In periods of recession there are two budgets that traditionally get cut – training and marketing.

The argument that always goes back to the Finance or Managing Directors is that by cutting either of these budgets, you are damaging the company’s ability to move forward.  If you cut the training budget there is a good chance that the quality of customer service will slip. If customer service slips, customers generally go to another provider of your service or product. If you cut the marketing budget, how do you effectively talk to your current and prospective customers to maximise your profitability?

Sometimes there is simply no alternative but to cut the marketing budget and then the problem is what do you cut?

Henry Ford (cars) and John Wanamaker (retail) are just two highly successful people who said they know half their advertising was wasted, just not which half.  the problem then is what do you cut when you have to in order to save money?

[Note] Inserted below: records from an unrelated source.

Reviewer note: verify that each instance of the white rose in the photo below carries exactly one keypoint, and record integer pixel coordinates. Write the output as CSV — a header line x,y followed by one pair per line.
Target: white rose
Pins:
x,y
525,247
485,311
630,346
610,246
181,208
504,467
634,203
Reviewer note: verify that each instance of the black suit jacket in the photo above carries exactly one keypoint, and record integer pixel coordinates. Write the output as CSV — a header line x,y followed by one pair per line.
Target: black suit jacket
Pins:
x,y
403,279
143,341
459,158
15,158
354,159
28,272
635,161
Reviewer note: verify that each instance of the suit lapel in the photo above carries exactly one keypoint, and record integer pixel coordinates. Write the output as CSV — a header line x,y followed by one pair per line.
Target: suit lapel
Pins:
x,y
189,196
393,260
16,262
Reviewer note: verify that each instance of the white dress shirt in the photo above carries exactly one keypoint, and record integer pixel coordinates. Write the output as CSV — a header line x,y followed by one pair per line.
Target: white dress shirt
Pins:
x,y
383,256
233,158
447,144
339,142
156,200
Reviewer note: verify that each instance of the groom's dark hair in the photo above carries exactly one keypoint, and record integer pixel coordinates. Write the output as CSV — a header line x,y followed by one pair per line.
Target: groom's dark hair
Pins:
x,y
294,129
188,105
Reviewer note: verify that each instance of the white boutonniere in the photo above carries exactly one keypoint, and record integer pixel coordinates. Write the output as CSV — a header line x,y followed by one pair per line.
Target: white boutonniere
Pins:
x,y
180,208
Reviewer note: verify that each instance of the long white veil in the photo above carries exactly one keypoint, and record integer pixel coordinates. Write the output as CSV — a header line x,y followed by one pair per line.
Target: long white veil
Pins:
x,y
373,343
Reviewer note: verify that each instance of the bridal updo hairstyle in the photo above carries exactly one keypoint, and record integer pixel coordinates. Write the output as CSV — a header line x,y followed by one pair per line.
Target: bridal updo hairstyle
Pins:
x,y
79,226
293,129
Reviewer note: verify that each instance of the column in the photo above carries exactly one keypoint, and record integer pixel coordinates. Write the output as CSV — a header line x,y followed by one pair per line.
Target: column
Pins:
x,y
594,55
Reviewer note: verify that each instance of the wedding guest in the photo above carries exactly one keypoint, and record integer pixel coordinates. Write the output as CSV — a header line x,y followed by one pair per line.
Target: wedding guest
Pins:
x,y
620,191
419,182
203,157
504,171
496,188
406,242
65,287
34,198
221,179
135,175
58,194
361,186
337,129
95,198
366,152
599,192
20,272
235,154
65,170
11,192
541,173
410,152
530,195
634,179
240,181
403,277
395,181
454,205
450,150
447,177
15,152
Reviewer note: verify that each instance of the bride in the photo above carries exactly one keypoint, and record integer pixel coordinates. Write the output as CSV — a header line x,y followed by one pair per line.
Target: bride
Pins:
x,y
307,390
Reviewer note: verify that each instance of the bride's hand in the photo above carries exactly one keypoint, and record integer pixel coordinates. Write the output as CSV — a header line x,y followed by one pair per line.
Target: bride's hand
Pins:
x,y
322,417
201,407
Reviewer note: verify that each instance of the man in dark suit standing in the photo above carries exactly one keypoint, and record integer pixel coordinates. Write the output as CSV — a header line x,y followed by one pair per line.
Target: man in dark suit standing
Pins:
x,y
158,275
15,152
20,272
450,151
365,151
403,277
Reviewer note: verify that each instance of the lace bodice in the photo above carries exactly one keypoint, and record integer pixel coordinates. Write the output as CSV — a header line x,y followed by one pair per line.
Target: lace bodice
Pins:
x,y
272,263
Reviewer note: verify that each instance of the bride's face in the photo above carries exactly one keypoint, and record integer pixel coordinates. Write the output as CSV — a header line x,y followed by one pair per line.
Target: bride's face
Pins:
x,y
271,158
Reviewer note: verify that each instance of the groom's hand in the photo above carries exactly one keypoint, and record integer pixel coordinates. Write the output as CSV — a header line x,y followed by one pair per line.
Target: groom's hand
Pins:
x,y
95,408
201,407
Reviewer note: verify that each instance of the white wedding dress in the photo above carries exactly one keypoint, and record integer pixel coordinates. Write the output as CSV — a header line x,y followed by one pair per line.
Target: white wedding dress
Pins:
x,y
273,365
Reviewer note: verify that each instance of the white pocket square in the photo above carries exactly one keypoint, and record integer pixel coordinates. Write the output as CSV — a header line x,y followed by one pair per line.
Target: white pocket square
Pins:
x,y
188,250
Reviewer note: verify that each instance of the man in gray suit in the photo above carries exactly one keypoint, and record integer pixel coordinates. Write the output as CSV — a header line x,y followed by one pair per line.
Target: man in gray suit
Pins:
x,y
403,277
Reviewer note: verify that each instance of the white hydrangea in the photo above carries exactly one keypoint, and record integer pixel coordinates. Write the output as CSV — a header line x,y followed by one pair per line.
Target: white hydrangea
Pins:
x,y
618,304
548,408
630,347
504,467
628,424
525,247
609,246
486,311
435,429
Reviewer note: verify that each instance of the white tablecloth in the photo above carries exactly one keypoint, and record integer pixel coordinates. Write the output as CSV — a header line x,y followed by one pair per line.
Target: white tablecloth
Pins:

For B2B companies I believe there is a simple and effective way of knowing what marketing works, and therefore should be kept, and what doesn’t work – and so can be cut:


Whenever you talk to a customer, particularly when they call you as a new prospect, ask what prompted them to call you.  Although I am sure there have been multiple touches, there will usually be one that sticks in the customer’s mind and, in my opinion, that is the one that counts.  Record that answer in your customer relationship management (CRM) system, in your Excel spreadsheet or wherever you keep your prospect list.  You can then analyse the data, understand your marketing performance and then make the decisions you need to.

If you have to cut money from the marketing budget, it would be mad to reduce the spend on the activities that are bringing in the money but it makes absolute sense to cut, or re-direct, the money that isn’t generating the return on investment you need.